وَاَقْسَمُوا بِاللّٰهِ جَهْدَ اَيْمَانِهِمْۙ لَا يَبْعَثُ اللّٰهُ مَنْ يَمُوتُ بَلٰى وَعْداً عَلَيْهِ حَقاًّ وَلٰكِنَّ اَكْثَرَ النَّاسِ لَا يَعْلَمُونَ

“Onlar, “Allah, ölen bir kimseyi diriltmez” diye var güçleriyle Allah’a yemin ettiler. Hayır, diriltecek! Bu, yerine getirilmesini Allah’ın üzerine aldığı bir vaaddir. Fakat insanların çoğu bilmezler.” (Nahl/38)

Kim demiş ölüm bir sondur diye. Asıl hayatın başlangıcı ölümden sonrası değil midir?

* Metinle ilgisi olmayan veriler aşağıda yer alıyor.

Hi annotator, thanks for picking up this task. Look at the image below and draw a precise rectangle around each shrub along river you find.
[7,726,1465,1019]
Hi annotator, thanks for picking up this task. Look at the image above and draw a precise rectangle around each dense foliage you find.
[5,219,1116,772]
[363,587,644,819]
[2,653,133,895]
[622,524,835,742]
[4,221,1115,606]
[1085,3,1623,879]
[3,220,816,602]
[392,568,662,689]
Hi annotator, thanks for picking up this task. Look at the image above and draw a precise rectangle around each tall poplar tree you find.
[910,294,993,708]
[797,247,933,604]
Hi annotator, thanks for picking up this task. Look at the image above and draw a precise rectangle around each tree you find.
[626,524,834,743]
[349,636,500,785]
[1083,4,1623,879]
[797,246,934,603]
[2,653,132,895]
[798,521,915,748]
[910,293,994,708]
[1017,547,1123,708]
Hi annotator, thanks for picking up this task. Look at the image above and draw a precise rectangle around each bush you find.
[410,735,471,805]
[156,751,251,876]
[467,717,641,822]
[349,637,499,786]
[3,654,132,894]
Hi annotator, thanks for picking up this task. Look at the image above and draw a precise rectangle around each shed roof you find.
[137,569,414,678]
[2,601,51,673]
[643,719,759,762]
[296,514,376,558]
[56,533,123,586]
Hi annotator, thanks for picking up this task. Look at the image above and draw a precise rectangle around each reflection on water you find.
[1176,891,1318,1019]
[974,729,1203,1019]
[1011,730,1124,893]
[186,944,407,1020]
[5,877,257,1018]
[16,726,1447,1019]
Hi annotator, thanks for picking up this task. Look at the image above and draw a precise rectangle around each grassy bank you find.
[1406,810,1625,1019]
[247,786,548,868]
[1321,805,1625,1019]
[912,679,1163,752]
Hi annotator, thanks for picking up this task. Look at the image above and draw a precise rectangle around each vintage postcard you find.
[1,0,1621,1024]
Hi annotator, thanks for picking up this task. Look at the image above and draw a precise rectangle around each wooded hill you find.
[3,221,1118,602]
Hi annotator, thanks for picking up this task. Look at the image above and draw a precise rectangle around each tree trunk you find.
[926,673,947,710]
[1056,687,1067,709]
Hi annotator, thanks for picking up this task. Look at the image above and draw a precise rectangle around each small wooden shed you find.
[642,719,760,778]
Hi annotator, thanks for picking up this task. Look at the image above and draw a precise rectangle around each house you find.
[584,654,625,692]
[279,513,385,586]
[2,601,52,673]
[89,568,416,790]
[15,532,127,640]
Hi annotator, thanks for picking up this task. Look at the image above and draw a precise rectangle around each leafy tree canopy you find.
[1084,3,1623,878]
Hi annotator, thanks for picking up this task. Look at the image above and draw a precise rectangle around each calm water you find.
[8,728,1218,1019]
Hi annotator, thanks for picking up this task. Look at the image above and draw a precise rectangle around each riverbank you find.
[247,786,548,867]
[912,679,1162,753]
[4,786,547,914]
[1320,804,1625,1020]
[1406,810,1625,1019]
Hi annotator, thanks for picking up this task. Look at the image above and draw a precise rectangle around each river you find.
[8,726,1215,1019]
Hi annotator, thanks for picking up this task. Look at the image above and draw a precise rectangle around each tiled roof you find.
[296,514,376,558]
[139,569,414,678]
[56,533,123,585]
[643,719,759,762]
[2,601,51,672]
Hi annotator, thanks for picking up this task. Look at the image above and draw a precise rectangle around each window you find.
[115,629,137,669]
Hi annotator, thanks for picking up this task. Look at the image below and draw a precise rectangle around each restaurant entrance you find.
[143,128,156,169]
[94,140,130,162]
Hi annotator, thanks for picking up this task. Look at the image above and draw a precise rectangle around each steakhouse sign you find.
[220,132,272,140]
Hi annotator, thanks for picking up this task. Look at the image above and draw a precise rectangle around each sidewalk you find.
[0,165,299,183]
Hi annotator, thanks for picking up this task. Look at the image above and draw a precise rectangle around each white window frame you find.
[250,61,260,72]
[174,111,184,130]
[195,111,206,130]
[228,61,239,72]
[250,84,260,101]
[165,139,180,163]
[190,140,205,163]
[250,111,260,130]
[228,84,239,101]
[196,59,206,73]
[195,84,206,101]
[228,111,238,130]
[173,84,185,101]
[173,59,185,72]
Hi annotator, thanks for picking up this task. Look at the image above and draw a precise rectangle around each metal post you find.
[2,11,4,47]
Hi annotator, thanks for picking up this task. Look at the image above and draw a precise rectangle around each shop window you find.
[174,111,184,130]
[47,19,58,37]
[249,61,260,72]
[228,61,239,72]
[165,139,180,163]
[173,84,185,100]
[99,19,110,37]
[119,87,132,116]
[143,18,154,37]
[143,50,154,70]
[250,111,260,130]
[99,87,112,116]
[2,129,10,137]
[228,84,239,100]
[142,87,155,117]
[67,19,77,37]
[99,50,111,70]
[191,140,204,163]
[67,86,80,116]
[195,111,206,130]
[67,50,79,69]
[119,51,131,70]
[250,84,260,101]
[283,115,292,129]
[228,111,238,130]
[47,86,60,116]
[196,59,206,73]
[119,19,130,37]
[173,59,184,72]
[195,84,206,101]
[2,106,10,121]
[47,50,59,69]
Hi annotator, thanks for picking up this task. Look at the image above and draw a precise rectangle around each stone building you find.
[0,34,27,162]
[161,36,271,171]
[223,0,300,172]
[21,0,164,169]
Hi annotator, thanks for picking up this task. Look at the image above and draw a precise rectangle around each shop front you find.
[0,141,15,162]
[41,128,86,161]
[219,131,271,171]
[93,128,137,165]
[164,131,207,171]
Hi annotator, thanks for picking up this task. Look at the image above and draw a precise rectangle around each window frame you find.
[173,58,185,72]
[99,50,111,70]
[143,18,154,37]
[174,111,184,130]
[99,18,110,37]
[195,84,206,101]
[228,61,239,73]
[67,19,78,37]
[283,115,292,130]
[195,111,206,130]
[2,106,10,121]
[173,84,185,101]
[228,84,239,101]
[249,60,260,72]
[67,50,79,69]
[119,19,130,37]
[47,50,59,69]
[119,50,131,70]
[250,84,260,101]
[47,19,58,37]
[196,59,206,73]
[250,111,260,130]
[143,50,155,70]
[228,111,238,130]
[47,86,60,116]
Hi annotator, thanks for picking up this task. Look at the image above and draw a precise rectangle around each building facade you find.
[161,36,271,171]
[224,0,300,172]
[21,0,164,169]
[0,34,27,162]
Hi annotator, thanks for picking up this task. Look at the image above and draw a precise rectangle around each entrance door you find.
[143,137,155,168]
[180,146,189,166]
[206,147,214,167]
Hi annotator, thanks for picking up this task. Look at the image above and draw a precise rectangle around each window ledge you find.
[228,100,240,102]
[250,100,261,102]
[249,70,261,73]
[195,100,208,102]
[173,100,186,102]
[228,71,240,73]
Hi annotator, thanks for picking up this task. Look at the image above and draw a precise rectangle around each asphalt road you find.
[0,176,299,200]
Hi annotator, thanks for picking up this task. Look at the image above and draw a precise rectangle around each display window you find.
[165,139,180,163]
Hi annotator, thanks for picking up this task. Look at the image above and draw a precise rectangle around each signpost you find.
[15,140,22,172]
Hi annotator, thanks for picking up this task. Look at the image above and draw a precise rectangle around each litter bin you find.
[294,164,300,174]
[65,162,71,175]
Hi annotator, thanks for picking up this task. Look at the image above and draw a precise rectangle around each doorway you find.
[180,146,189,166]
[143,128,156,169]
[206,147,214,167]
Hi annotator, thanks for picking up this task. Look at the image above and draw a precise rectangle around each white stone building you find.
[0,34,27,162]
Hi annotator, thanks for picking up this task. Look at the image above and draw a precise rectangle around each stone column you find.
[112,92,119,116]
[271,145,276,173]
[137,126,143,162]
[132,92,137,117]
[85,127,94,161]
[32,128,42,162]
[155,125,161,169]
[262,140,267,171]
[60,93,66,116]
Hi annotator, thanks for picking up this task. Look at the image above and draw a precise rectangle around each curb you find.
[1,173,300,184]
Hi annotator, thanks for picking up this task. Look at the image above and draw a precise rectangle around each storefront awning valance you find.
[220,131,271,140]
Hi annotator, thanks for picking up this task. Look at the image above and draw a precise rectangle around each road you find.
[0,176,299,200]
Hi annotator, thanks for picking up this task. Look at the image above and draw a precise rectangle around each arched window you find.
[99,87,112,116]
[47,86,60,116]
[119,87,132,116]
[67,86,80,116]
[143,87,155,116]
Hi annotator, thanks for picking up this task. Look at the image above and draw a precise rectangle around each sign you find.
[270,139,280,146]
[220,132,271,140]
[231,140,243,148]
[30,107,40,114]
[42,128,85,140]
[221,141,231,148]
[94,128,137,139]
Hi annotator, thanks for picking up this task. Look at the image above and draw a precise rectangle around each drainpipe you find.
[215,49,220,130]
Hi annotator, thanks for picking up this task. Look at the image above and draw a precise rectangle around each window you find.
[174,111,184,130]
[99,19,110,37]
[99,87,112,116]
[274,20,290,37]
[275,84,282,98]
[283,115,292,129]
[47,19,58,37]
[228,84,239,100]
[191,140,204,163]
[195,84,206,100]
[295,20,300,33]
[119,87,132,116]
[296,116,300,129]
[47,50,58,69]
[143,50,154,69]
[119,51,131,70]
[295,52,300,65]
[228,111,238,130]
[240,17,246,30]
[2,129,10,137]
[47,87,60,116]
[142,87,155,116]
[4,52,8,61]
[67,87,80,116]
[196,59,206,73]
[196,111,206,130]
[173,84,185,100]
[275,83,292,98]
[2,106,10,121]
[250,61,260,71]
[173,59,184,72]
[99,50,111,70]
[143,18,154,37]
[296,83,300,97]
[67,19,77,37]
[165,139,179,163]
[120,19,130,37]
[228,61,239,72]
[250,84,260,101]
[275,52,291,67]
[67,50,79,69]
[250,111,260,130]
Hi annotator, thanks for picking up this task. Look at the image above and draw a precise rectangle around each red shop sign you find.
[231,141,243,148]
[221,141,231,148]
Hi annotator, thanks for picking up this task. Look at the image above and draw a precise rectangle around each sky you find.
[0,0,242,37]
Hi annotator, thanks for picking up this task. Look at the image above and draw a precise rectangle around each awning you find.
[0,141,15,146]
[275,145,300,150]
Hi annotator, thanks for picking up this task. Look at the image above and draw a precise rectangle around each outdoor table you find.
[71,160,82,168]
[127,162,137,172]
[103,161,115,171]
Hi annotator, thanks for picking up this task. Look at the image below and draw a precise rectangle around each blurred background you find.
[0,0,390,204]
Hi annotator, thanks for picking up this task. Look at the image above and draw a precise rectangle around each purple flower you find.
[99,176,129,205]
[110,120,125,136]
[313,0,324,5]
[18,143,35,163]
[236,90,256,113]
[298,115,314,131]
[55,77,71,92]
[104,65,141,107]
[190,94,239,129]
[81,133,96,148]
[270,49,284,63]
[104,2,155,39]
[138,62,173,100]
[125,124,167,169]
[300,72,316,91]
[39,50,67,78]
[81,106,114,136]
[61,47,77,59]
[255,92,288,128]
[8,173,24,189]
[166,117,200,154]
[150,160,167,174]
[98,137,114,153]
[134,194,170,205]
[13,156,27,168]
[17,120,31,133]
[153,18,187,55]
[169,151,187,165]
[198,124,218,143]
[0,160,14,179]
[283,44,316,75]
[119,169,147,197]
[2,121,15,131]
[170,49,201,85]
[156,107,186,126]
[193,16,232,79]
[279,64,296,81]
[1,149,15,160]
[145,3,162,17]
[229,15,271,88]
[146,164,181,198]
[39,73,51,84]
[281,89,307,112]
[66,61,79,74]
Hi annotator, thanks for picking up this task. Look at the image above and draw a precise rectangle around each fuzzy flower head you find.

Ölüm bir diriliştir. Ölüm taze bir dirilişin miladıdır. Bu yüzden ölümle hayat arasında çok ince bir çizgi vardır. Yoksa ikisi birbirini tamamlayan iki unsurdur.  

            İbrahim Tenekeci; “bizimse ölüm; arka sokağıdır hayatımızın, bir depremdir, diriliş şiddetinde” derken, ölümle evet bir başka boyuta geçiyoruz ama nasıl yaşadıysak öyle ölüyoruz, nasıl öldüysek de öyle diriliyoruz demeye getirir sözü. Yani ölüm hayatımızın bir parçası, ondan ayrılamayız asla diyerek, ölüm ve hayata, bütüncül bakış açısıyla bakar.

              Et ve tırnak gibidir ölüm ve hayat birlikteliği. Hiçbir şey ölüm kadar gerçek olamaz belki de hayatımızda. Ama bu yok olmaya yol açmaz. Bir depremdir ölüm evet, ama bu diriliş şiddetinde yepyeni boyutta olan, taptaze bir hayatın, dönüm noktasıdır. Hesapların, defterlerin açılacağı güne ramak kalan zamanların, muştusudur ölüm. Hasılı mü’min bir hayatın, arka bahçesidir ölüm. 

              İbrahim Tenekeci; “bilemem, kim sadıktır ölüm kadar?” derken, çok güzel bir tanımlama yapar sadık(doğru) kavramıyla.  Yani yadsınamaz bir gerçek oluşuna, müthiş bir vurgu yapar.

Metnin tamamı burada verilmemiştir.